Given these results, the number of parallel VEHs in the system could be increased even further by using the smaller datapath width, but only at a loss of per-VEH throughput (8 Gb/s with 64 b width and 125 MHz VEH node clocks). Assuming a heterogeneous traffic distribution across all VEHs, this would not actually lead to a slow-down, since the NetStage core would keep its 20 Gb/s-capable 128 b data path width and distribute the traffic across multiple of the smaller-but-slower VEHs. The bottleneck would only become apparent if all traffic was to be directed at a single VEH, which then would not be able to keep up with the 10 Gb/s line rate.

7. Conclusion and Next Steps

With this refinement of our MalCoBox system, we have presented a scalable architecture to build a high-speed hardware-accelerated malware collection solution that offers great flexibility through partial reconfiguration and the distribution of VEHs over multiple FPGAs. In the multidevice scenario, the total amount of VEH processing power is significantly improved in contrast to the single-chip implementation, allowing us to implement even large-scale honeynets with a single appliance. A dedicated management interface allows quick updates or replacements of single vulnerability emulation handlers by loading new partial bitstreams, without interrupting the operation of the rest of the system.

Enabled by the high performance of the dedicated hardware, the VEHs actually performing the malware detection and extraction can contain a wide range of functionality. They can embed complex regular expression logic as well as simple request-response patterns, while still reaching the required throughput of 10 Gb/s. Furthermore, our hardware approach is resilient against compromising attacks and significantly reduces the risk of operating honeypots in a production environment.

The presented implementation of the multi-FPGA system on the BEEcube BEE3 quad-FPGA reconfigurable computing platform demonstrated the feasibility of the approach. Operators have a great flexibility to adapt the system to their needs: A tradeoff can easily be made between individual VEH complexity and total vulnerability coverage using many different VEHs just by altering the distribution of VEH slots sizes; throughput and area can be traded off by selecting between VEH implementations with 64 b and 128 b processing widths, and the overall system size can be scaled by selecting either the single-chip or the multi-FPGA approach.
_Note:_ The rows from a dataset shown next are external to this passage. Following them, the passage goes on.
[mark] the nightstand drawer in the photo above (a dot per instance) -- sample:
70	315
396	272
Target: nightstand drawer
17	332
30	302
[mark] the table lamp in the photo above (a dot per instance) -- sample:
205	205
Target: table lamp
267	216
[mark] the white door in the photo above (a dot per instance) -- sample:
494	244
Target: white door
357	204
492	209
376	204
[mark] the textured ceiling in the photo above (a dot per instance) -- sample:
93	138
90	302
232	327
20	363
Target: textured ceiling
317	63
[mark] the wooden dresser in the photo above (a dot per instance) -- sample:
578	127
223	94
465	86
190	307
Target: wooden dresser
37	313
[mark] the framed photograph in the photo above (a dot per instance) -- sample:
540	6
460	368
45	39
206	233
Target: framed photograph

We will continue our work in this area. MalCoBox is planned to be stress-tested in a real production environment connected to the Internet (e.g., university or ISP). From this, we expect to gain valuable insights on how to improve the architecture and its parameters in the future. Furthermore, we will combine the multi-FPGA system with our recent work on self-adapting by dynamic partial reconfiguration based on the observed traffic characteristics. We expect to achieve a platform that exploits many of today's cutting-edge technologies in reconfigurable computing to enable a system presenting maximal flexibility, performance, and security to the user.


This work was supported by CASED and Xilinx, Inc.